L.I.S.A.: Trotz des Einreiseverbots gelang es vielen Chinesinnen und Chinesen, über Umwege oder illegal einzureisen. Sie widmen sich dem Themenfeld der US-mexikanischen Grenze. Wie wird die illegale Immigration filmisch verhandelt? Welche Rolle spielt die Grenze?
Dr. Schmidt: Es gibt erstaunlich viele Filme aus der Zeit, die das Thema illegale Einwanderung von Chinesen direkt oder indirekt behandeln. Ich zeige in meiner Arbeit zunächst, dass die Herausbildung des modernen amerikanischen Grenzregimes unmittelbar mit der chinesischen Exklusion zusammenhängt.

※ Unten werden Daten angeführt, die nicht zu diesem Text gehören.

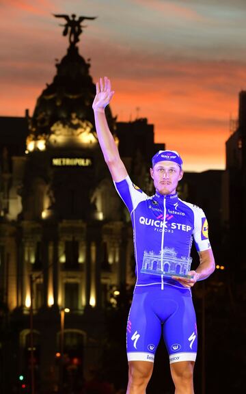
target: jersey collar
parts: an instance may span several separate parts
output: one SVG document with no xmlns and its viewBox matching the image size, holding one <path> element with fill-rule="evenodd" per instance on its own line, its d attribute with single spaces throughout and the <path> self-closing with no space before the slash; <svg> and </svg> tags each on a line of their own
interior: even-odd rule
<svg viewBox="0 0 246 394">
<path fill-rule="evenodd" d="M 164 197 L 165 197 L 166 202 L 169 204 L 175 205 L 178 200 L 178 194 L 175 193 L 175 194 L 161 194 L 157 190 L 156 190 L 156 193 L 154 196 L 155 200 L 158 202 L 163 202 L 164 200 Z"/>
</svg>

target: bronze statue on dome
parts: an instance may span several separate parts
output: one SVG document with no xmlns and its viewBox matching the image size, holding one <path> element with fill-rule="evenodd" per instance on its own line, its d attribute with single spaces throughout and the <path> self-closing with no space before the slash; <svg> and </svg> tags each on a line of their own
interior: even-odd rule
<svg viewBox="0 0 246 394">
<path fill-rule="evenodd" d="M 75 45 L 79 41 L 79 36 L 83 31 L 82 27 L 86 27 L 86 26 L 82 26 L 81 23 L 85 19 L 96 19 L 97 16 L 79 16 L 78 19 L 76 20 L 76 14 L 72 14 L 72 18 L 68 15 L 64 14 L 53 14 L 55 18 L 64 18 L 66 21 L 65 25 L 61 25 L 64 27 L 63 31 L 63 35 L 67 36 L 69 34 L 69 42 L 70 45 Z"/>
</svg>

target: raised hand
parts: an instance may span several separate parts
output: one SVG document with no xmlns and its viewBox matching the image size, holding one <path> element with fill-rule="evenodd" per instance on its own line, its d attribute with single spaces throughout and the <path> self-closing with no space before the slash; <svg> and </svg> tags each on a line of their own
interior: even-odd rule
<svg viewBox="0 0 246 394">
<path fill-rule="evenodd" d="M 104 112 L 104 109 L 109 103 L 114 92 L 111 90 L 110 79 L 107 77 L 100 78 L 96 83 L 96 94 L 93 101 L 92 108 L 95 111 Z"/>
</svg>

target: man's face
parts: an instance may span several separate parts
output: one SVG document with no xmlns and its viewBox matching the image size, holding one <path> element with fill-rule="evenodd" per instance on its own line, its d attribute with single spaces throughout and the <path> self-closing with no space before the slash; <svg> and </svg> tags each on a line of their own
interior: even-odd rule
<svg viewBox="0 0 246 394">
<path fill-rule="evenodd" d="M 150 168 L 150 175 L 157 192 L 161 194 L 174 194 L 183 171 L 176 163 L 166 160 L 159 161 Z"/>
</svg>

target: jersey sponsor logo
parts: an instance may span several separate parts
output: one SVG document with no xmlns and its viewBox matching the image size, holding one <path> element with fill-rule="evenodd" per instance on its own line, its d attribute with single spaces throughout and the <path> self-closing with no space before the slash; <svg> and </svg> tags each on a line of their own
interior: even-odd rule
<svg viewBox="0 0 246 394">
<path fill-rule="evenodd" d="M 139 187 L 138 186 L 137 186 L 137 185 L 135 185 L 134 183 L 133 183 L 133 186 L 134 189 L 135 189 L 136 190 L 137 190 L 137 192 L 139 192 L 140 193 L 142 193 L 142 191 L 141 190 L 140 187 Z"/>
<path fill-rule="evenodd" d="M 150 345 L 148 345 L 148 349 L 150 352 L 154 352 L 155 350 L 155 346 L 154 346 L 154 345 L 152 345 L 152 343 L 150 343 Z"/>
<path fill-rule="evenodd" d="M 208 239 L 208 224 L 206 218 L 202 218 L 202 239 Z"/>
<path fill-rule="evenodd" d="M 172 213 L 172 215 L 181 215 L 182 216 L 185 216 L 185 213 L 184 212 L 178 212 L 178 211 L 171 211 L 171 209 L 168 209 L 168 212 Z"/>
<path fill-rule="evenodd" d="M 162 212 L 162 209 L 161 208 L 154 208 L 152 205 L 149 205 L 149 209 L 152 209 L 152 211 L 156 211 L 156 212 Z"/>
<path fill-rule="evenodd" d="M 192 332 L 191 337 L 190 337 L 189 338 L 188 338 L 188 341 L 189 341 L 191 342 L 191 343 L 190 343 L 190 347 L 191 347 L 191 350 L 192 350 L 192 346 L 193 346 L 193 343 L 194 343 L 194 341 L 195 341 L 195 338 L 196 338 L 196 335 L 195 335 L 195 332 L 193 331 L 193 332 Z"/>
<path fill-rule="evenodd" d="M 169 217 L 169 219 L 171 219 Z M 168 220 L 168 218 L 167 218 Z M 144 218 L 144 216 L 140 216 L 139 223 L 141 224 L 144 224 L 145 226 L 151 226 L 153 227 L 156 227 L 158 228 L 167 228 L 167 222 L 164 220 L 155 220 L 154 219 L 150 219 L 149 218 Z M 191 230 L 191 226 L 188 224 L 182 224 L 182 223 L 170 223 L 169 226 L 169 228 L 172 230 L 181 230 L 182 231 L 190 231 Z"/>
<path fill-rule="evenodd" d="M 135 349 L 137 349 L 137 342 L 139 339 L 140 334 L 137 333 L 137 331 L 135 331 L 131 338 L 132 341 L 134 341 L 133 346 Z"/>
<path fill-rule="evenodd" d="M 176 155 L 171 155 L 170 154 L 167 154 L 167 155 L 161 155 L 161 157 L 164 157 L 164 159 L 176 159 L 177 157 Z"/>
<path fill-rule="evenodd" d="M 181 349 L 181 345 L 180 345 L 179 343 L 174 343 L 174 345 L 172 345 L 171 349 L 174 352 L 178 352 L 178 350 L 180 350 Z"/>
<path fill-rule="evenodd" d="M 178 361 L 178 360 L 179 360 L 180 358 L 179 356 L 177 357 L 171 357 L 170 358 L 170 361 Z"/>
<path fill-rule="evenodd" d="M 172 223 L 171 228 L 174 230 L 182 230 L 182 231 L 190 231 L 191 230 L 191 226 L 181 223 Z"/>
<path fill-rule="evenodd" d="M 155 200 L 152 200 L 151 202 L 153 204 L 153 205 L 159 205 L 157 201 L 156 201 Z"/>
</svg>

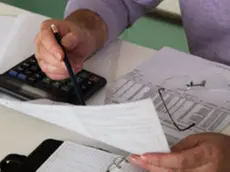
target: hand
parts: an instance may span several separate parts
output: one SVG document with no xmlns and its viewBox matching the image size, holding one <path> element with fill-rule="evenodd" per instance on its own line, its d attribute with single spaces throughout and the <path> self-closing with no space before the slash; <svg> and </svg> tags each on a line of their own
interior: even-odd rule
<svg viewBox="0 0 230 172">
<path fill-rule="evenodd" d="M 229 136 L 203 133 L 185 138 L 171 153 L 133 155 L 130 161 L 150 172 L 227 172 L 229 146 Z"/>
<path fill-rule="evenodd" d="M 105 23 L 87 10 L 77 11 L 65 20 L 46 20 L 35 38 L 36 59 L 42 71 L 54 80 L 67 78 L 64 53 L 54 38 L 52 24 L 62 37 L 62 45 L 76 73 L 82 69 L 85 59 L 103 46 L 107 36 Z"/>
</svg>

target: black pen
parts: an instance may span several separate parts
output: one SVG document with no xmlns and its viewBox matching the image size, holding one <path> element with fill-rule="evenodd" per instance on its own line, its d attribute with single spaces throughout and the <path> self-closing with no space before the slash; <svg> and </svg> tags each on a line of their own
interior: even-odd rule
<svg viewBox="0 0 230 172">
<path fill-rule="evenodd" d="M 75 94 L 76 94 L 77 101 L 78 101 L 78 103 L 80 105 L 86 105 L 85 101 L 83 99 L 83 95 L 82 95 L 81 89 L 79 88 L 79 85 L 78 85 L 78 83 L 77 83 L 77 81 L 75 79 L 75 75 L 74 75 L 74 72 L 72 70 L 72 67 L 71 67 L 71 64 L 69 62 L 69 59 L 67 57 L 67 54 L 65 52 L 64 46 L 61 43 L 61 36 L 58 33 L 58 29 L 57 29 L 57 27 L 54 24 L 51 25 L 51 29 L 52 29 L 52 31 L 54 33 L 54 36 L 55 36 L 58 44 L 61 46 L 61 48 L 62 48 L 62 50 L 64 52 L 64 62 L 65 62 L 66 68 L 68 70 L 70 79 L 71 79 L 71 81 L 73 83 L 73 87 L 75 89 Z"/>
</svg>

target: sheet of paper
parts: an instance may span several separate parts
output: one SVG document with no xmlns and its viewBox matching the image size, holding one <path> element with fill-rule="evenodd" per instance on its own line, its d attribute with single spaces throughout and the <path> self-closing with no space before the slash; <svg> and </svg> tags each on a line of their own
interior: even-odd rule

Die Grenzen der USA und insbesondere die Grenze zu Mexiko erlangten erstmalig durch die Notwendigkeit ihrer Schließung für chinesische Menschen ihre enorme politische und kulturelle Prominenz im amerikanischen Bewusstsein. Die Grenze, die nach der südlichen Erweiterung der USA infolge des Siegs über Mexiko 1848 lediglich eine „Linie im Sand“ war und zum Großteil nur mit ein paar Grenzsteinen markiert wurde, war wenige Jahrzehnte später ein streng kontrollierter, befestigter und verteidigter Raum. Die Ausgrenzung von Chinesen ging einher mit der erstmaligen Einführung von Kontrolltechniken, Grenzpatrouillen, eines bürokratischen Apparats und der Errichtung von Zäunen und Grenzposten. Als erste Gruppe überhaupt, waren chinesische Menschen verpflichtet, fotografische Identifikationsnachweise und spezielle Visa mit sich zu führen. Visuelle Medien wie die Fotografie halfen dabei, die Grenze als geographische und auch als gesellschaftliche bzw. „rassische“ Trennlinie zu bebildern. Und Filme, so argumentiere ich, waren ein wesentlicher Bestandteil in der Konstruktion dieses "Außen".

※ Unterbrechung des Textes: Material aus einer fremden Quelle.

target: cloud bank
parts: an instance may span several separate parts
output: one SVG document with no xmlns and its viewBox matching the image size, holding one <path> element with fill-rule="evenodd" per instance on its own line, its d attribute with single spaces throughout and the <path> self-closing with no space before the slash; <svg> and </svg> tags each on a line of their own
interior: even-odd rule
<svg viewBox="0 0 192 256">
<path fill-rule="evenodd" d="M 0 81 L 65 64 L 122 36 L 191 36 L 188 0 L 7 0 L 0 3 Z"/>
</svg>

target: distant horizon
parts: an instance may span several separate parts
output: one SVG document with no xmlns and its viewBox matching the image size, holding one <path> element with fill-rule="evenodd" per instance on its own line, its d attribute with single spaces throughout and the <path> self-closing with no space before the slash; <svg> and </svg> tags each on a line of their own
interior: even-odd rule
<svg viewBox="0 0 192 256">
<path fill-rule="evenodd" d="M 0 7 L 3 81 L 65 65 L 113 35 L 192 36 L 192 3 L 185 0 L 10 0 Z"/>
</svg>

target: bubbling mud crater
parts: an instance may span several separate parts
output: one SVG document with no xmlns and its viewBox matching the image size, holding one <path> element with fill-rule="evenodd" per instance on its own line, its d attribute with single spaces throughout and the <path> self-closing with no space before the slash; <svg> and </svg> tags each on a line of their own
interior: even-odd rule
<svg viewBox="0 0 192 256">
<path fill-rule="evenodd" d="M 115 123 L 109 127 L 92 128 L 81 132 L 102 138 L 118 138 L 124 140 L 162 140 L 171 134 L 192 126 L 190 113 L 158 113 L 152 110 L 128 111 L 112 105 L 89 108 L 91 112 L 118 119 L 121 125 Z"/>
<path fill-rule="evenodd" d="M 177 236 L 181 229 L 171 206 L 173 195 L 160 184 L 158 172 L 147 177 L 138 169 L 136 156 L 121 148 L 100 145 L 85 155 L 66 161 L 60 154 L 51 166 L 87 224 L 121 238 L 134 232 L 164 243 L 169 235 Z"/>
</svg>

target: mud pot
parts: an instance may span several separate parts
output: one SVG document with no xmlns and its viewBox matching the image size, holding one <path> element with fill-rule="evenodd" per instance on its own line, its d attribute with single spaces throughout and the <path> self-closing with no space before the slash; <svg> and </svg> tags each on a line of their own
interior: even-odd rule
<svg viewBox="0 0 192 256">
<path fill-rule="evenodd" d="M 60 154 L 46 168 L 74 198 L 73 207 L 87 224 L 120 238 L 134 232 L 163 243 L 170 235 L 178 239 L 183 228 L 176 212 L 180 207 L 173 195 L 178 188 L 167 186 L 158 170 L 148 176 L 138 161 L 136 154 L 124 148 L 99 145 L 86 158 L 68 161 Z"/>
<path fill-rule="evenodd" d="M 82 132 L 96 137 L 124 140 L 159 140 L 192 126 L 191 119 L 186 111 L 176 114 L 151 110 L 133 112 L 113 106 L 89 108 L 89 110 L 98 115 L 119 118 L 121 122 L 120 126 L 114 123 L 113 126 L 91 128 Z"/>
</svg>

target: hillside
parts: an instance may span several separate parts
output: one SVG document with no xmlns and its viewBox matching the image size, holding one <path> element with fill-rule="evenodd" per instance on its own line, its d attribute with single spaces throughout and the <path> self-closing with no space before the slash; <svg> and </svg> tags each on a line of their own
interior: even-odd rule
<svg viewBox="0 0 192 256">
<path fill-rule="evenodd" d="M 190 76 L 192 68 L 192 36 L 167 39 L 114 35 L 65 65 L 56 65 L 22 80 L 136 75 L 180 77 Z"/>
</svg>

Wichtig ist hier zum einen, dass über die Exklusion von Immigrantinnen und Immigranten Identität hergestellt wurde. Über den Ausschluss bestimmter Gruppen aufgrund ihrer vermeintlichen rassischen Andersheit definiert sich immer auch eine weiße amerikanische Identität im Innern. Interessant wird es dadurch, dass sich besonders das Genre des Westerns der illegalen Einwanderung widmete. Hier war es dann der berittene, weiße und maskuline Cowboy, der die Nation vor den als Eindringlinge markierten Chinesen bewahrte, die auf vielfältige Weise versuchten, über die Grenze zu kommen. Die Aufwertung des Grenzbeamten als Ausdruck ur-amerikanischer Männlichkeit nahm in vielen Filmen die Glorifizierung der 1924 gegründeten Border Patrol voraus und schrieb diese fort. Chinesische Menschen, so zeigten die Filme, versuchten auf vielfältigste Weise, ins Land zu kommen – versteckt in Fässern, Kutschen oder Flugzeugen oder beispielsweise auch als weiße Frauen verkleidet. Die Grenze wurde dem Kinopublikum so als Kampfschauplatz dargestellt, der der ständigen Verteidigung gegen chinesische Menschen und damit vermeintlich „rassisch“ fremden Migranten bedurfte. Lange Zeit war der Begriff „illegale Einwanderer“ aufs Engste mit chinesischer Immigration verknüpft.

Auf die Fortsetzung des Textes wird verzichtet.